A leurs côtés, un James Drury qui confirme depuis quelques épisodes avoir acquis encore plus d’aisance et sachant se faire en quelques secondes tour à tour espiègle et violemment déterminé. L'humour pince-sans-rire et la profonde lucidité de son Virginien, fusionné au même mélange concernant un Randy bien moins naïf qu'il n'y parait, sont à l’origine de quelques situations savoureuses et de répliques très amusantes lors du premier quart d’heure, que ce soit en rapport à la "gossiperie" des habitants de Medicine Bow ou à celui de l’immaturité du jeune vacher quant aux femmes et à la boisson (« Danny, give him a sarsaparilla »). Les séquences que notre "héros" partage avec Ruta Lee sont savoureuses, notamment celle où il pense lui donner une grande leçon de morale un peu neuneu et où elle lui rétorque « You're a clever man, and I don't trust clever men. » L’autre acteur d’importance au sein de cet épisode est celui qui tient le rôle du détective, à savoir Joseph Campanella, qui avait déjà été tout à fait crédible en bandit mexicain dans le génial 13ème épisode de cette saison 2, le fameux et très sombre Siege de Don McDougall. Carey Wilber, pourtant scénariste de quelques-uns des épisodes les moins satisfaisants de la série (The Fortunes of J. Jimerson Jones ou Roar from the Mountain), se sort avec les honneurs de cette trame dramatique assez prévisible - hormis la fin dont je vous laisse la surprise -, en évitant au maximum les poncifs et en mettant dans la bouche des principaux protagonistes des lignes de dialogue de très grande qualité.

S’échappant à nouveau des traditionnelles intrigues westerniennes, ce drame de l’adoption manque d’intensité mais se révèle néanmoins vraiment réussi grâce surtout à une interprétation de haut niveau qui nous amène en point d’orgue à un face-à-face vraiment poignant et tendu entre les deux mères.

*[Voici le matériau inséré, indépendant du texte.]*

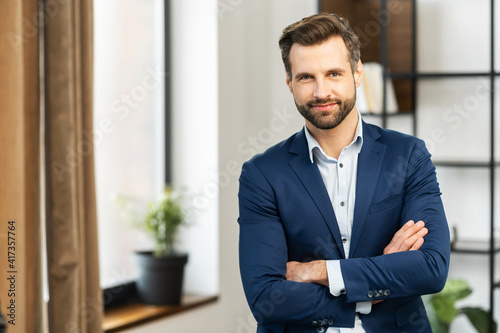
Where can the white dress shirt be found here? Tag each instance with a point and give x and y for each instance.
(339, 176)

Nous aurons également eu droit à une bagarre courte mais vigoureuse mettant en présence James Drury et Joseph Campanella, à une vision assez ironique de Medicine Bow par notre protagoniste principal (« Nice friendly little town. In fact, those two ladies are so friendly that by supper time there won't be a person in Medicine Bow that doesn't know about this little drive »). Sans atteindre - loin de là - des sommets, voici un épisode très plaisant et bénéficiant d’un des plus beaux épilogues qu’il nous ait pour l’instant été donné de voir.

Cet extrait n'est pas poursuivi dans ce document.